An Ampeln gilt zukünftig diejenige für den Fahrverkehr grundsätzlich auch für Radfahrer. Fährt man auf einer Radverkehrsanlage (z. B. Radweg oder Radfahrstreifen), gelten die Ampeln mit einem Fahrradsymbol. Noch bis Ende 2016 müssen Radfahrer auf Fußgängerampeln achten, wenn die Fahrradfurt direkt an die Fußgängerfurt grenzt. Diese Übergangsregelung soll den Straßenverkehrsbehörden genügend Zeit geben, die Ampeln an die neue Rechtslage anzupassen.

re_stvo_4_skfreiAuch wenn es ein erklärtes Ziel der „Schilderwaldnovelle“ war, die Anzahl der Schilder zu verringern, gibt es auch neue Verkehrszeichen: Für die wachsende Zahl an Inline-Skatern erlaubt das Zeichen „Inline-Skaten und Rollschuhfahren frei“ die Benutzung eines Radwegs, auch wenn sie sonst den danebenliegenden Gehweg benutzen müssten. Gibt es keinen Gehweg, müssen Skater den Seitenstreifen oder den rechten Fahrbahnrand nutzen.

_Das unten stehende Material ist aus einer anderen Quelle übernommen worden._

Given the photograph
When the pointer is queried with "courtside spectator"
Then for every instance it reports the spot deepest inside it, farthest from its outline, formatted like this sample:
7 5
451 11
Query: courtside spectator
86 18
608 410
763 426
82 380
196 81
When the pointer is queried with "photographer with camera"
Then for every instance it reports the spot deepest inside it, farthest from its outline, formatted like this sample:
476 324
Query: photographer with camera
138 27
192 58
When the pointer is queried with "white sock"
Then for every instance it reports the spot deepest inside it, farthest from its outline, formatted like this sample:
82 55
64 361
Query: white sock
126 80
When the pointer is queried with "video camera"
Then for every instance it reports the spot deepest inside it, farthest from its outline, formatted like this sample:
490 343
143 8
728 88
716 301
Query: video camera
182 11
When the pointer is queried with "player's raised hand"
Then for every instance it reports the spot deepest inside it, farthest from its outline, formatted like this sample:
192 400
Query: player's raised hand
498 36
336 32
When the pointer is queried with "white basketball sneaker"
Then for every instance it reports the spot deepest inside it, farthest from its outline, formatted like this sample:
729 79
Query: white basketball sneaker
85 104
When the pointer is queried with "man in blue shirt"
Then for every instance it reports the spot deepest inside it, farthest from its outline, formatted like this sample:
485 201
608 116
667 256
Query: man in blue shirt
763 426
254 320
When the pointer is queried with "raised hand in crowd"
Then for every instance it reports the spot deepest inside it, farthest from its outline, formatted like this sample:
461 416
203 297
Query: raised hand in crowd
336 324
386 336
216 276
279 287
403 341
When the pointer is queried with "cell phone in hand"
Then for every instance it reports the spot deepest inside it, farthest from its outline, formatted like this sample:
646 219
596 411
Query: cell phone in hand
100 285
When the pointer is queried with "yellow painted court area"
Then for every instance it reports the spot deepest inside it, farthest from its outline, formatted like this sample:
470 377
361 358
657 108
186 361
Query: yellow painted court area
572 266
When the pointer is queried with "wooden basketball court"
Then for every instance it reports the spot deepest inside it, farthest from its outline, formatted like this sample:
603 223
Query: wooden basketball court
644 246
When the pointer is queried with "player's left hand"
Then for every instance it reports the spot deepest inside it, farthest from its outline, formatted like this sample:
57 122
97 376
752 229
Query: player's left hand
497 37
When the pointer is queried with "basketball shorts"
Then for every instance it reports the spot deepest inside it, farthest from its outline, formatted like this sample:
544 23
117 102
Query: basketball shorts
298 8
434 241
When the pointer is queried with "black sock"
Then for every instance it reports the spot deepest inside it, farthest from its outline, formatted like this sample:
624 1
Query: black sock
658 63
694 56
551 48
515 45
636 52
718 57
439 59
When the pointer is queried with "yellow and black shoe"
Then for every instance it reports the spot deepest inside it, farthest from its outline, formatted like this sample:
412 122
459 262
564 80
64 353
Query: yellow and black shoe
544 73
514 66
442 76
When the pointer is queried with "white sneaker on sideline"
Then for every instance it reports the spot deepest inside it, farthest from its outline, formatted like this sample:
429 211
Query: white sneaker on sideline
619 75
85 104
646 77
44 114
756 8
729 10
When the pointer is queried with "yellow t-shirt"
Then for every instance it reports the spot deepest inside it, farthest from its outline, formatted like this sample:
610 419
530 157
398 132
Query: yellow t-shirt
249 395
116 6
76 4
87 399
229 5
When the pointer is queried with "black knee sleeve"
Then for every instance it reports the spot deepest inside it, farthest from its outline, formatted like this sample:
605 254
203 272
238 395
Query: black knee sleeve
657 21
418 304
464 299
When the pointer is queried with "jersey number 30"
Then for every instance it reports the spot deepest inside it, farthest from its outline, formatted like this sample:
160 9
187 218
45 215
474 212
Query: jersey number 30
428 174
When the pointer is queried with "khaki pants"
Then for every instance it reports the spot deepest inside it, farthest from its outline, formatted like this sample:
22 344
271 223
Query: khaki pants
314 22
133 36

Die StVO-Neuerungen im Überblick: http://www.adfc-nrw.de/28ce19bb.l

Info: Die StVO und das Radwegeurteil
Das bekannte Radwegeurteil des Bundesverwaltungsgerichts von 2010 (siehe Rad am Niederrhein 1/2011) ist genau in die Zeit gefallen, als die StVO-Version von 2009 bereits wieder kassiert war. Um Konsequenzen aus dem Urteil zu vermeiden, hat es Versuche gegeben, die Rechtsgrundlage so zu verändern, dass das Urteil nicht mehr greifen würde. Durch intensive Einflussnahme des ADFC auf allen Ebenen konnten solche Änderungen verhindert werden. Wenn nun ab April die neue Straßenverkehrsordnung in Kraft tritt, wird der ADFC seine Anstrengungen verstärken, die Straßenverkehrsbehörden zu veranlassen, dort benutzungspflichtige Radwege aufzuheben, wo keine Notwendigkeit besteht. Stattdessen sollen Radfahrer eine Wahlmöglichkeit erhalten, auf dem Radweg oder der Straße zu fahren. Außerdem sollen alle Radwege unabhängig von einer Benutzungspflicht auf ein modernes und sicheres Niveau gebracht werden. Hierzu hat der ADFC-Bundeshauptausschuss Ende Januar in Fulda die Weichen gestellt.